Creamy, cheesy, savory spinach wrapped in flakey filo triangles. Easy and lots of fun to make.
Filling: thaw and drain spinach, making sure to squeeze water out with your hands till dry. Sauté onion in oil till soft and translucent. Add spinach, stirring to break up clumps and coat with oil. Remove from heat and cool. Add remaining filling ingredients, mixing throroughly.
Filo Dough: place 1 filo sheet horizontally on a counter and brush lightly with melted butter. Place a second sheet on top and brush it. With the two sheets stacked together, use a sharp knife to cut them the short way, into 5 strips (2 1/2 or 2 3/4" wide). Be sure to cover the remaining dough with plastic wrap or slightly damp towel to keep it from drying out.
Assembly: Now you're going to fold a flag—remember from Scouts? First, though, preheat oven to 350.
Now for the flag: place 1 tsp. filling on a strip, 1" from bottom. Fold bottom right-hand corner diagonally, to meet left-hand edge, making a triangle. Then fold straight upward, against the triangle’s top horizontal edge. Fold diagonally again. This time fold the lower-left corner to meet right edge. Then fold straight up, again, and so on—just like a flag. Use a drop of water on your finger to paste down the final flap.*
Place filled triangle on a greased cookie sheet and brush with butter. Make all 30 spanikopitas, place in oven and bake for 20-25 minutes till golden. Serve warm.

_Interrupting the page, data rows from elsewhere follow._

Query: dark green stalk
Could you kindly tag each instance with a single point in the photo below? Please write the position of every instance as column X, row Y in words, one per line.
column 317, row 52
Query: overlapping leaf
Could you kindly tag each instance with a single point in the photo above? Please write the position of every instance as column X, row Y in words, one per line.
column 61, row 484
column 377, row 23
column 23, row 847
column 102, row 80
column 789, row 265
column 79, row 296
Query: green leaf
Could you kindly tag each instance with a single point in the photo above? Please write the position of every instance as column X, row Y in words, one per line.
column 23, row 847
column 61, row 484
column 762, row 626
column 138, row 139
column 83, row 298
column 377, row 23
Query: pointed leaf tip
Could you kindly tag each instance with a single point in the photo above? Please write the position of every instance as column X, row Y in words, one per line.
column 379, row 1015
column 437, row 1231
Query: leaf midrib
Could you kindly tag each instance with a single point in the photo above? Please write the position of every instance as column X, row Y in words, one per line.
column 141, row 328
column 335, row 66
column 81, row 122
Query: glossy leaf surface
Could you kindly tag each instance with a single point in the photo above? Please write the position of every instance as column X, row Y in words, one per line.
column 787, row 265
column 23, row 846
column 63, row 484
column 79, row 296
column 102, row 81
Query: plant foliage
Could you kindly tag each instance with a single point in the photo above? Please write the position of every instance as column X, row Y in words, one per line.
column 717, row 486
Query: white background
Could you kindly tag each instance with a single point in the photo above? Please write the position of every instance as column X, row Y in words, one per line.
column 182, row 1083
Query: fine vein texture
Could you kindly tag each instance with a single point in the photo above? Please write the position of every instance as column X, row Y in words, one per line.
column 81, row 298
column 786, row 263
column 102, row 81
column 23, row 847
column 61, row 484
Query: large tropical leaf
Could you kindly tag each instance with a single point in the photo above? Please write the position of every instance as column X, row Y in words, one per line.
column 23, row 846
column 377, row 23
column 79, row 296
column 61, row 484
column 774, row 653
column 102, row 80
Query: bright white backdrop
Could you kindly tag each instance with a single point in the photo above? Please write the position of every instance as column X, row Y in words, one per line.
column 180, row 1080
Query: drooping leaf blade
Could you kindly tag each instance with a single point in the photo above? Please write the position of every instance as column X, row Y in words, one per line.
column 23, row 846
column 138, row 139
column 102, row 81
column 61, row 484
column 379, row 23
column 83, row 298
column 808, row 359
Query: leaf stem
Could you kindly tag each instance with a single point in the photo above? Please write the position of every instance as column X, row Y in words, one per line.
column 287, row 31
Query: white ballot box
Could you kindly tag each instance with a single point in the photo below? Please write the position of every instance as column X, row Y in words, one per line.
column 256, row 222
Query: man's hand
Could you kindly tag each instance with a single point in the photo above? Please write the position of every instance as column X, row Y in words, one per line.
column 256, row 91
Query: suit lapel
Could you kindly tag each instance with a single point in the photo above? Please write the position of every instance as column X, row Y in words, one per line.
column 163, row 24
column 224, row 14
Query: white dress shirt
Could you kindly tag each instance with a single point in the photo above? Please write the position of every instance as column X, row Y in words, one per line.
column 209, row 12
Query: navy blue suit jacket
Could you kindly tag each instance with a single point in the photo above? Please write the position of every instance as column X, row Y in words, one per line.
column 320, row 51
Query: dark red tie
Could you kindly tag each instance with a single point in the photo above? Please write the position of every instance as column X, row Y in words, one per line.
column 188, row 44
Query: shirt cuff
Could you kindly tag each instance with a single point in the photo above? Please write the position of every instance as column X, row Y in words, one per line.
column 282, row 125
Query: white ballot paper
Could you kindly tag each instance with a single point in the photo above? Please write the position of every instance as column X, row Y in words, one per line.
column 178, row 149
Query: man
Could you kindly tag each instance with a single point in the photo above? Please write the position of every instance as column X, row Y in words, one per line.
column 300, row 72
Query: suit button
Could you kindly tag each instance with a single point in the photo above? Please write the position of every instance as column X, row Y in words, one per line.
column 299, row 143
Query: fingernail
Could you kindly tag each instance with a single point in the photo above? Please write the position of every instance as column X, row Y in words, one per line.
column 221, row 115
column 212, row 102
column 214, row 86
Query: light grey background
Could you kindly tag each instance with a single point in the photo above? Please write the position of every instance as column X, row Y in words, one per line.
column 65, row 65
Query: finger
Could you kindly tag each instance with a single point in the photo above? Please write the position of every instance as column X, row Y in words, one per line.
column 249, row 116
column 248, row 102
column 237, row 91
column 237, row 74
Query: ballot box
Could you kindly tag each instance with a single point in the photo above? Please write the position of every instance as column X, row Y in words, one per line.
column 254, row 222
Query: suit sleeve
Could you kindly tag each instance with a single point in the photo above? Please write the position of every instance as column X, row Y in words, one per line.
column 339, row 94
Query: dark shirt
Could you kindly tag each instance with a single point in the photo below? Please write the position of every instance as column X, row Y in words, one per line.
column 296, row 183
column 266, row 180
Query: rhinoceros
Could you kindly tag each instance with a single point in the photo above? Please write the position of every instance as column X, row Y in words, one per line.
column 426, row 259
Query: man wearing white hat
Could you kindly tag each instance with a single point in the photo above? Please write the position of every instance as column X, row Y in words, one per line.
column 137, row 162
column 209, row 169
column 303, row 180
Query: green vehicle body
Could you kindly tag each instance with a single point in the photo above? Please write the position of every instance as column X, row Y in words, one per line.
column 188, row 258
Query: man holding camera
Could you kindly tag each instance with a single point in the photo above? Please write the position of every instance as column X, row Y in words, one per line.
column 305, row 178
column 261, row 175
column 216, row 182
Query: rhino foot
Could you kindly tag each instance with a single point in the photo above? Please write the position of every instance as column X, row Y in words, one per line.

* At this point, you can freeze the triangles. When you’re ready to cook, brush them with the butter and place them, still frozen, into the oven for about 40-45 minutes, till golden.
Tips & Glossary
You may not have a number of ingredients used in Greek cooking in your spice shelf, but you can find them at Mid-Eastern food stores. So to avoid frustration, make a list of the items you need before trying out the recipes.
Filo: aka phyllo, paper-thin sheets of raw, unleavened flour dough. Purchase frozen in most grocery stores and follow directions on package for thawing. When working with a sheet, keep others covered with a damp towel to prevent drying out.
Grape Leaves: Grape leaves are sold canned in salted oil. Rinse off the salt before using. If you want, prepare your own: find fresh, tender young leaves and plunge them for 1 minute into boiling water (with 1 or 2 T lemon juice). Then proceed with recipe. After blanching, you can freeze them for later use. Here’s how: blanch as above, dunk in iced water, pat dry with towels, and seal in an air-tight plastic bag. They're safe for 6 months, but use quickly when thawed.
Nutmeg: Use small whole nuts and store them, tightly covered, in a dry dark area. Grate what you need using the smallest grating edge or grind in a food processor. What a difference from store bought nutmeg!
Pine Nuts: edible seeds of pine trees used in many Greek dishes. Before cooking, release flavor by lightly browning in a heated skillet
Skewers: Use metal or wooden skewers for kebobs. If wooden, soak 30 minutes before using to prevent them from catching on fire.
Rosewater: distilled from rose petals and used to flavor Mid-Eastern and Asian cooking. You can make your own. But, seriously, why would you? Purchase it at Asian or Mid-Eastern stores.
Semolina: aka farina or Cream of Wheat; a coarsely ground wheat grain. You also know it as couscous. If made from durum wheat, it is used to make pasta.
Tarama: poor-man's caviar. From carp roe, it is pinkish-orange and is what (along with food dye) gives taramasalata its lovely color. Buy it jarred in Mid-Eastern food stores.